Tę odsłonę co prawda otworzył celnym rzutem Redick, ale szybki run 6-0, rękami Cole’a, Lewisa (w 3 poprzednich meczach łącznie 6 minut na parkiecie) i Birdmana sprawił, że na tablicy był wynik 30-19 dla Żaru. Wydawało się wtedy, że Dawid uznał wyższość Goliata, którego przewaga będzie do końca meczu tylko rosnąć. W tym momencie jednak w grze Mistrzów coś pękło. Trener Spoelstra pewnie szybko pożałował, że sięgnął do tak głębokich rezerw, bo wysłany przez niego skład nie był w stanie wykreować nic specjalnego w ataku, co widać było szczególnie w postawie Rasharda Lewisa, który a to dał się w dziecinny sposób złapać na offensa Dunleavy’emu, a to nie trafił spod kosza, a to ceglił „za 3”, chcąc nawiązać do momentów swej świetności z czasów gry w Orlando.

Zachęceni ambicją Redicka (nota bene zawodnika sprowadzonego w styczniu właśnie z Orlando), gracze Kozłów złapali wiatr w żagle i rękami Ilyasovy, Dunleavy’ego i Ellisa zaczęli odrabiać straty. Dodajmy, że w tym momencie G4, dwójka liderów Milwaukee (Ellis i Jennings) mieli na swoim koncie łącznie 2 (słownie: DWA) punkty! Gra zawodników Miami w tym okresie wyglądała naprawdę nieciekawie, a fakt że do szatni schodzili z 4-punktową zaliczką przed drugą połową zawdzięczają głównie Jamesowi i Boshowi. W tym chaosie w szeregach obrońców tytułu widać było brak Wade’a, który nawet jeśli ostatnio miał problemy ze skutecznością (4 punkty w G3), to nadrabiał innymi elementami (11 asyst, 9 zbiórek we wspomnianym meczu), kreując pozycje kolegom z drużyny.

O ile w liczbie strat po 1 kwarcie Milwaukee „wygrywało” 7-2, to w drugiej odsłonie Mistrzowie prawie wyrównali tę niechlubną statystykę (9-8 dla Bucks, czyli 6-2 dla Heat w 2Q)

3 kwarta

Druga połowa spotkania to dalszy ciąg niemrawej gry zawodników z Florydy. Jedynie Bosh imponował swoją konsekwencją i wysoką efektywnością gry. Natomiast zawodnicy gospodarzy grali jak w transie, czego efektem zmniejszenie strat do jednego punktu (49-48) po „trójce” Jenningsa.
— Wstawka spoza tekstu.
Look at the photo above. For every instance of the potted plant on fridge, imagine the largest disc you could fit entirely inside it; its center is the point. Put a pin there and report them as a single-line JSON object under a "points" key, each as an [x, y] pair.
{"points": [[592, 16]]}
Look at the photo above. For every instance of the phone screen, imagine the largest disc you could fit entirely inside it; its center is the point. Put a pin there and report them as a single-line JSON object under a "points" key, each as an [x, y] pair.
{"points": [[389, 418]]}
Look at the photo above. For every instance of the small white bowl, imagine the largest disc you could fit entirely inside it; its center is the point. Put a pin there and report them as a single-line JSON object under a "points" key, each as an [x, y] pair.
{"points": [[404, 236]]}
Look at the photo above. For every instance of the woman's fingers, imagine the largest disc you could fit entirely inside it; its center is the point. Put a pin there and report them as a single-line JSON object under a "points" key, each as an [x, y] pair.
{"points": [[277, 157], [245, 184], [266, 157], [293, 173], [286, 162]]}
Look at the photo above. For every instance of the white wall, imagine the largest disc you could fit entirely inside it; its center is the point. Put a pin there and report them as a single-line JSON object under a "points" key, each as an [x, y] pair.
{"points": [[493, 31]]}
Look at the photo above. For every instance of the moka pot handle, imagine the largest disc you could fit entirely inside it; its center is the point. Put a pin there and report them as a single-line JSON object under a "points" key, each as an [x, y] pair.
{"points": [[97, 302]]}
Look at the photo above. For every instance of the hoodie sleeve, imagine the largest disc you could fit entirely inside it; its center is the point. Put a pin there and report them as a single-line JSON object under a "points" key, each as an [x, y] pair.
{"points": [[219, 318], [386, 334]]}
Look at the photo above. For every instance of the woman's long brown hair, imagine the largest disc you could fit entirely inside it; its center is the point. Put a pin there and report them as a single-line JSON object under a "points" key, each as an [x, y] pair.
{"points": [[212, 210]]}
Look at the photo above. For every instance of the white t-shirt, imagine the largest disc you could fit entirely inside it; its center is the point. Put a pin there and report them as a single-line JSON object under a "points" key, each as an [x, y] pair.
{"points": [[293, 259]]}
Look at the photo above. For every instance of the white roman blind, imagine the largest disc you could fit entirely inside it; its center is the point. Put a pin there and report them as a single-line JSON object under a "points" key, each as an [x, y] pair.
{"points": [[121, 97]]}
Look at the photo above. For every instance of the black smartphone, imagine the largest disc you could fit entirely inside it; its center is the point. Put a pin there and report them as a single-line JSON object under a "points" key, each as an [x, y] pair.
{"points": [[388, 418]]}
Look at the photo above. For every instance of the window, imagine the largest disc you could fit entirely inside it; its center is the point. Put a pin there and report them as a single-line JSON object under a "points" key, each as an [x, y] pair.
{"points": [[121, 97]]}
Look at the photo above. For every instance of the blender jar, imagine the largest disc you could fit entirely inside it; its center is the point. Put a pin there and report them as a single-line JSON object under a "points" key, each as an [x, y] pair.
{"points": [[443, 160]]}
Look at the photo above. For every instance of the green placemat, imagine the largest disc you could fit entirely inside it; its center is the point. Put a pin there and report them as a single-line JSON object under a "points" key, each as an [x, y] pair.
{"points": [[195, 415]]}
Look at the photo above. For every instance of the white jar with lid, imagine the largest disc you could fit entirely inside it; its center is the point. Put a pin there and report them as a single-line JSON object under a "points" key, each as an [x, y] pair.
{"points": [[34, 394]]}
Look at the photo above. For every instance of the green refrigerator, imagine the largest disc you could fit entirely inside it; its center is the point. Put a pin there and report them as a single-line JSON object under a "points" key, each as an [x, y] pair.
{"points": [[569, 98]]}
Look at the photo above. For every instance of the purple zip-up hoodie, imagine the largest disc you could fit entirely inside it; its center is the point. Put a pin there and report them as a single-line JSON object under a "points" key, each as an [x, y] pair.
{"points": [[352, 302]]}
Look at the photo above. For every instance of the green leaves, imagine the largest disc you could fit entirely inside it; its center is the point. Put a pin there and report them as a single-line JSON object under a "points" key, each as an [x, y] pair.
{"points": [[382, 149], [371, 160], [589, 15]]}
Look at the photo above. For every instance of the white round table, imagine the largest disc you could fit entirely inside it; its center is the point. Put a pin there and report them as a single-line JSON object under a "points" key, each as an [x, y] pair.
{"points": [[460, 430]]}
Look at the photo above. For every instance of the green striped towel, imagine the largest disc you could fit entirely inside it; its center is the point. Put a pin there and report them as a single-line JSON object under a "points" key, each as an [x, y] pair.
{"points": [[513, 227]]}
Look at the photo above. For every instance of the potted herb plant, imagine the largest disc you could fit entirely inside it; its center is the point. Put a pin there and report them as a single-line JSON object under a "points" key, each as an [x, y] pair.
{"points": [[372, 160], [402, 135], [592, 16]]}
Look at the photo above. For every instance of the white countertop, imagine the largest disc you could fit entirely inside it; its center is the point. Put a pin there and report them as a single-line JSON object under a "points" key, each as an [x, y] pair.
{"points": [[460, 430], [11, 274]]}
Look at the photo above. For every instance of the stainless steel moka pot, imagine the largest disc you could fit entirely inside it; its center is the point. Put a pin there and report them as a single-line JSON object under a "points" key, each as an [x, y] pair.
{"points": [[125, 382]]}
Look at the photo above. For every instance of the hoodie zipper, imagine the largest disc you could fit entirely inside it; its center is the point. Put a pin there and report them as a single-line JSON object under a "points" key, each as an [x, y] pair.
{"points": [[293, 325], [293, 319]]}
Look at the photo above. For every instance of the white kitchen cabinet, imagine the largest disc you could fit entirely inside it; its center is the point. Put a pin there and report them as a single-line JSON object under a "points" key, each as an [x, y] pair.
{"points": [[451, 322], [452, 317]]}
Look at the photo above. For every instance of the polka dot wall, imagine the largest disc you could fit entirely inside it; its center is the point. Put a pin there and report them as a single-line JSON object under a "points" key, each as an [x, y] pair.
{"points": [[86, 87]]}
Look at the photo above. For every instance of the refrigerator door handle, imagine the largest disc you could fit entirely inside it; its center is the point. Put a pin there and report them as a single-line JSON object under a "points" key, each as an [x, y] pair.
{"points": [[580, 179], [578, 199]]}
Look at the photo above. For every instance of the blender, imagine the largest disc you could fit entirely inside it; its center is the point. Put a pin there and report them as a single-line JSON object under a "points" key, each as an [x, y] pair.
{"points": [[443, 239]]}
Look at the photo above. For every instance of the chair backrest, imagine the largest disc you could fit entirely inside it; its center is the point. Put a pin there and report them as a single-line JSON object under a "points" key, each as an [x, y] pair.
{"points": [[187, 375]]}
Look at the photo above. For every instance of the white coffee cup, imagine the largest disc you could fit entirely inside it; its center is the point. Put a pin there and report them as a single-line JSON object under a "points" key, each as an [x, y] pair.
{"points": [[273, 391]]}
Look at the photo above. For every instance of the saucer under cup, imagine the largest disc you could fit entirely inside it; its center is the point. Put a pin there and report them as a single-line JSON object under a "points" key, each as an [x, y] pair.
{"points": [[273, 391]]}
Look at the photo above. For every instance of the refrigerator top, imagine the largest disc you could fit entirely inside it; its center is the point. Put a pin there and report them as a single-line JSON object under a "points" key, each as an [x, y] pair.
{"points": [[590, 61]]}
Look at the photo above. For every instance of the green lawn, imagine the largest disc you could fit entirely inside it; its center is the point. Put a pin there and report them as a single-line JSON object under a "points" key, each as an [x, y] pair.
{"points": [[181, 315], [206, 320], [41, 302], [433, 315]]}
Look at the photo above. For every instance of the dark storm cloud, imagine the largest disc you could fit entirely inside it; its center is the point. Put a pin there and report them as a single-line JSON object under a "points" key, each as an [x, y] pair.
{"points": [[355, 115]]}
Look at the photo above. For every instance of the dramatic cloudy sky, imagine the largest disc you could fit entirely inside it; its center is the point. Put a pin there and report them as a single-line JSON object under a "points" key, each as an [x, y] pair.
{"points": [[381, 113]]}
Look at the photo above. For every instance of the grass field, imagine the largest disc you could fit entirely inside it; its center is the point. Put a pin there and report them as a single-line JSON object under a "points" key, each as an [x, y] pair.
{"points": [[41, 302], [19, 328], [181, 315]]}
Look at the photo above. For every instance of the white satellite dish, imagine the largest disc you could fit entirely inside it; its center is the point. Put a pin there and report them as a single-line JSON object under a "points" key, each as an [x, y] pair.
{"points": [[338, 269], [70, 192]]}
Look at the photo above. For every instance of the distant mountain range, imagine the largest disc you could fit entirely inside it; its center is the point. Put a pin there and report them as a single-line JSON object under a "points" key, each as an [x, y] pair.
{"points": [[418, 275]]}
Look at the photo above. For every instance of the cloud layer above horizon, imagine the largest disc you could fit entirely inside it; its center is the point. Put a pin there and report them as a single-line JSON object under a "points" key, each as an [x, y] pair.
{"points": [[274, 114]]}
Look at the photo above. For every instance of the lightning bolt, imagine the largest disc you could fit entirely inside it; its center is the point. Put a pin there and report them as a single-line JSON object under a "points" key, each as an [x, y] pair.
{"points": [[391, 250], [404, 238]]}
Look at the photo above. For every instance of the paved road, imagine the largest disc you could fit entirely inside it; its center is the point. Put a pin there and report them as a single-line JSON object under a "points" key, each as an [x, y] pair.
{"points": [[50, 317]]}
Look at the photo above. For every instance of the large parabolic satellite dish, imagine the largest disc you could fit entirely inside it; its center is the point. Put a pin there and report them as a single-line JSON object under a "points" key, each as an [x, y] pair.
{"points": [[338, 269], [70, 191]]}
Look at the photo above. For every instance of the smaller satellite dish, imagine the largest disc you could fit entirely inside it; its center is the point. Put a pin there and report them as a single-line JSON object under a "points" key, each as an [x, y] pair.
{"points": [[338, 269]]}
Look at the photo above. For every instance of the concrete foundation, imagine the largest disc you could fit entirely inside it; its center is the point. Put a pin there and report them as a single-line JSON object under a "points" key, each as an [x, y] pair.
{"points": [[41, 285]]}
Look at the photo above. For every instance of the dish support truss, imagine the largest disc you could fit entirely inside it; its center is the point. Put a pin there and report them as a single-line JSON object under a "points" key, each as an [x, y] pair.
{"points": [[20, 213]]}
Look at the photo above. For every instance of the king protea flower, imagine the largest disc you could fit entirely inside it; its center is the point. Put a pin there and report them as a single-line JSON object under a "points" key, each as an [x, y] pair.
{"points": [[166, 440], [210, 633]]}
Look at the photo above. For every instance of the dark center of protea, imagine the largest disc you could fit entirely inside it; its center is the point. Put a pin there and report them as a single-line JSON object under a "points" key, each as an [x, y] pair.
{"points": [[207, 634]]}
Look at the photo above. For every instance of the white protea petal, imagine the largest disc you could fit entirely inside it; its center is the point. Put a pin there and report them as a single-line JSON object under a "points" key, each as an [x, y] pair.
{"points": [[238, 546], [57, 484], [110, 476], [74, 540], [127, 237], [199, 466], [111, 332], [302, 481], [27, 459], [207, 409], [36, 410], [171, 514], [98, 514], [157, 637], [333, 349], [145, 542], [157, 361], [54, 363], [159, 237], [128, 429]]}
Były to pierwsze i jak się okazało ostatnie punkty tego, jak się wydawało, perspektywicznego obrońcy. Wtedy do roboty wziął się nie kto inny jak Udonis Haslem, zawodnik, przypomnijmy, głównie od obrony i zbiórek w rotacji trenera Spoelstry, który trafił 4 rzuty z dalekiego półdystansu, mając w tym momencie meczu na koncie 13 punktów (w 3 poprzednich meczach zdobył ich łącznie 17).

Potem gra toczyła się punkt za punkt, a prym wśród gości wiódł King James, zdobywając w tej kwarcie aż 11 punktów, jednakże miał słabą jak na niego skuteczność z linii rzutów wolnych, bo trafił tylko 3 z 6 prób jak dotąd. To z pewnością pomogło gospodarzom utrzymać się w grze, gdyż przed ostatnią odsłoną na tablicy widniał wynik 67-62 dla Heat.

4 kwarta

Ostatnia część spotkania, wbrew temu do czego byliśmy przyzwyczajeni w tej serii, rozpoczęła się od mocnego uderzenia zawodników Milwaukee, którzy na 2 punkty Allena, odpowiedzieli runem 5-0. Najpierw piłkę przejął i trafił „trójkę” rozgrywający naprawdę świetny mecz Dunleavy, a potem akcję 2+1 zaliczył Ellis. Poprawka, zaliczyłby 2+1, gdyby trafił wolnego, ale i tak przewaga Miami stopniała do zaledwie 2 punktów (69-67). Był to ostatni moment, żeby powalczyć o przedłużenie serii. Graczom Kozłów nie można odmówić woli walki, ale, niestety dla nich, Żar nareszcie pokazał jak mocno może poparzyć słabszego rywala. W ciągu kilku minut wpadły 4 trójki (dwukrotnie Allen, Chalmers i Battier). Co ciekawe, te trójki to jedyne punkty Chalmersa i Battiera w tym meczu (!). Zwycięstwo przypieczętował akcją 2+1, a potem jeszcze efektownym dunkiem LeBron, który tym samym przedłużył run swojego zespołu do 19-5. Na koniec punkty zdobył jeszcze Dunleavy, ustalając wynik spotkania na 88-77 dla Miami Heat.

Podsumowanie

Niektórzy gracze Milwaukee pokazali się w tym meczu z dobrej strony (Dunleavy, Ellis, Redick), jednak dała o sobie znać słabiutka forma Jenningsa (tylko 3 punkty). Myślę, że i przy jego lepszej dyspozycji Miami wygrałoby to spotkanie, jednak jeśli chce on być postrzegany jako naprawdę wartościowy gracz, to w takich meczach musi pokazywać się ze zdecydowanie lepszej strony.

Jeśli chodzi o Miami, to cóż, zrobili po prostu swoje i mogą w spokoju przygotowywać się do serii przeciwko prawdopodobnie Bulls (prowadzą w serii 3-1), jednakże zobaczyli jak ważną postacią w ich zespole jest w pełni sprawny Dwayne Wade (trafił do NBA z college’u Marquette, którego drużyna na codzień występuje w hali Milwaukee Bucks), który nawet jeśli nie ma średniej na poziomie 25ppg, to w dużej mierze odciąża LeBrona w kreowaniu gry.

Boxscore

James – 30pkt, 8zb, 7as, 3przechwyty; Allen – 16pkt, 7zb

Ellis – 21pkt, 8as, 5zb; Dunleavy – 17pkt, 5zb.